One of the most disturbing things about McCain is that he has bought completely into the hysterical climate-change claptrap, and is unamenable (so far at least) to reason.

Democrats Against Obama

The election will partly, perhaps largely hinge on how many people feel this way.

Along those lines, Bill Bennett (not someone to whom I usually pay much attention) had some useful words this morning:

Whatever it was the Republicans and so many independents did not like about the Clintons, we’ve learned the Democrats have had enough as well.

And thus the Democratic party is about to nominate a far left candidate in the tradition of George McGovern, albeit without McGovern’s military and political record. The Democratic party is about to nominate a far-left candidate in the tradition of Michael Dukakis, albeit without Dukakis’s executive experience as governor. The Democratic party is about to nominate a far left candidate in the tradition of John Kerry, albeit without Kerry’s record of years of service in the Senate. The Democratic party is about to nominate an unvetted candidate in the tradition of Jimmy Carter, albeit without Jimmy Carter’s religious integrity as he spoke about it in 1976. Questions about all these attributes (from foreign policy expertise to executive experience to senatorial experience to judgment about foreign leaders to the instructors he has had in his cultural values) surround Barack Obama. And the Democratic party has chosen him.

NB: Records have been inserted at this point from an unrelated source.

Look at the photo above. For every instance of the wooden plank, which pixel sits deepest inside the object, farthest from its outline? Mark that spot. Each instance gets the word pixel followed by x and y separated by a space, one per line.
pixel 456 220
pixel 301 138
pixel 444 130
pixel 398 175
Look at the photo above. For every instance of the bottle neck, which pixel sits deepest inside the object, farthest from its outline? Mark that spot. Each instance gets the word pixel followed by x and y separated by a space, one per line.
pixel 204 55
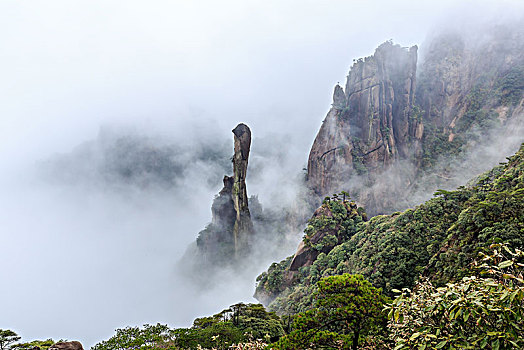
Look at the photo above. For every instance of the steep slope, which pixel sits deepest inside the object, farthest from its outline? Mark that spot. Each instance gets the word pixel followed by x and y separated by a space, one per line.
pixel 369 125
pixel 398 132
pixel 231 231
pixel 438 239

I think he’s all of them rolled into one, but admittedly, he has a lot more charisma than any of them, if not combined. But I don’t think it will be enough. Generally, the more people learn about him, the less they support him. Now that the campaign has been unofficially joined, they’re likely to learn a lot more.

“Fairness”

Andrew Coyne continues to liveblog the witch hunt in Vancouver. I loved this bit:

We’re going through an interview Awan gave on Mike Duffy Live. He tells Duffy that this isn’t a case of free speech versus minority rights. Rather, he says, Maclean’s can go on publishing what it likes, Steyn can write whatever he likes, just so long as “the Muslim community” gets a right of reply. (I’m paraphrasing. The video of the interview is here.) So really, what they’re proposing (he explains in the interview) is an extension of free speech.

I think I see his point. Every time Maclean’s wants to publish an article some group doesn’t like, they just have to give them an equal amount of space in the magazine. Double the space, at twice the cost to Maclean’s – but zero cost to the complainants. That is “free” speech.

That is also the “Fairness Doctrine” in a nutshell. It’s why, if we have a Democrat president with a Democrat Congress, one of the first things they will attempt to do will be to resurrect that atrocity against free speech, in the hopes that it will shut down “right wing” radio.

Of course (and fortunately), the Fairness Doctrine only applies to over-the-air broadcast of television and radio (with the excuse that the spectrum is limited, and therefore ultimately owned by the public). What would probably happen if it were back in force is that Limbaugh and others would just get chased off the air waves to satellite (as has happened with over-air- television politics shows, to satellite and cable), and a lot more people would buy XM so they could continue to get a vigorous discussion of politics.

What is being proposed in Canada is to not just institute a fairness doctrine, but to extend it to print. Which, as Coyne points out, is utterly inimical to free speech, and would shut down any publication whatsoever that was “controversial.” Which means any publication that goes against the politically correct consensus of the day.